Tuesday, March 12, 2013

Film Review: Anna Karenina (2012)

Full credit to director Joe Wright for doing something different to bring to life this classic nineteenth-century novel about infidelity. There have been nearly a dozen adaptations of Tolstoy's novel done over the years, going all the way back to a Greta Garbo-starring version in 1935. What they have in common is that they've all taken a realistic approach: lots of wintery sets and locations, and, as far as possible, every effort's been made to transport the audience to the Russia of 1874. Wright sets the action of the novel almost entirely inside a theatre, and, just like an ambitious, mega-budget theatrical production, he mounts all the big events of the novel (a horse race, balls, train arrivals) inside the theatre. It's a refreshing change from the usual Masterpiece Theatre approach to adapting novels like this for the big and small screens.

The film's theatrical approach is certainly clever and visually arresting, but in the first quarter of the film it almost becomes too distracting; at various points Wright's stylized approach goes a step too far and what looks like a theatre production threatens to become some kind of ghastly Lloyd Weber musical: characters move around the "stage" in a sort of walk/dance, the music rises, and I extended a quivering finger to hit the STOP button in anticipation of Keira Knightley belting out a tune called "I Just Met a Man Named Vronsky." Thankfully, the film settles down and concentrates more on the story and less on the stage trickery.

On the whole this is a decent film version of the novel, mostly held together by the acting of Jude Law as Anna's saintly husband, and Matthew MacFadyen as Oblonsky, Anna's brother. The rest of the cast give polished, professional performances, and then we get to Keira Knightley: she's got acting energy to burn, but her acting is also a distracting combination of the hammy and the hysterical. She's all twitches and manic grins, which works part of the time, but on the whole the performance would have benefited from a leavening of subtlety. But the weakest member of the cast is Aaron Taylor-Johnson as Vronsky.

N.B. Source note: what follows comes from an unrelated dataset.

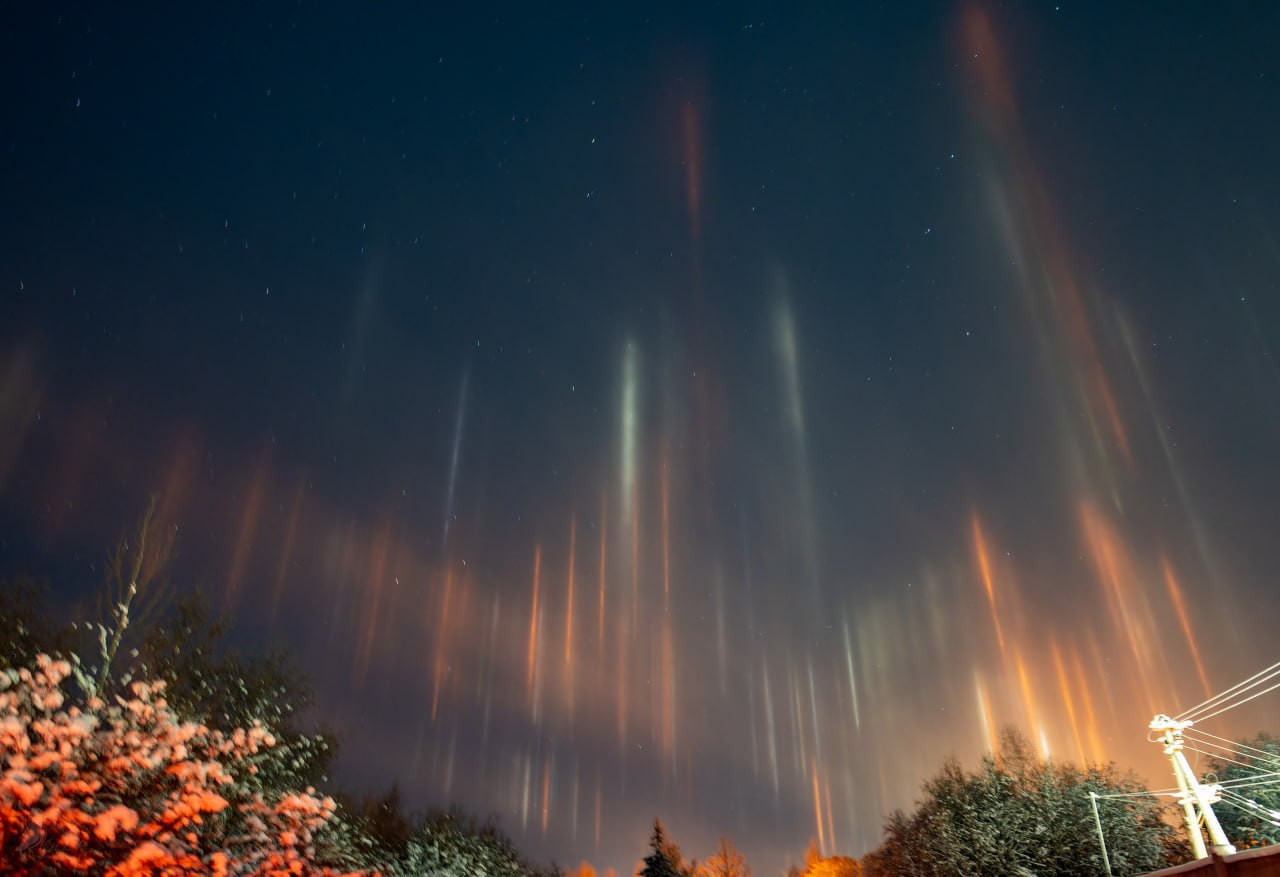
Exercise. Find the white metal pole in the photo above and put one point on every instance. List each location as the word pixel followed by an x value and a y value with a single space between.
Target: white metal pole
pixel 1102 841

He doesn't bring much to the party except an ability to fill out a period costume in a pleasing manner, and every time Jude Law comes on screen one is reminded that he would have been the first choice to play Vronsky ten or so years ago, and he would have done a far better job. Anna Karenina is worth seeing if only because it gives us a bracing re-imagining of how to translate nineteenth-century literature for the twenty-first.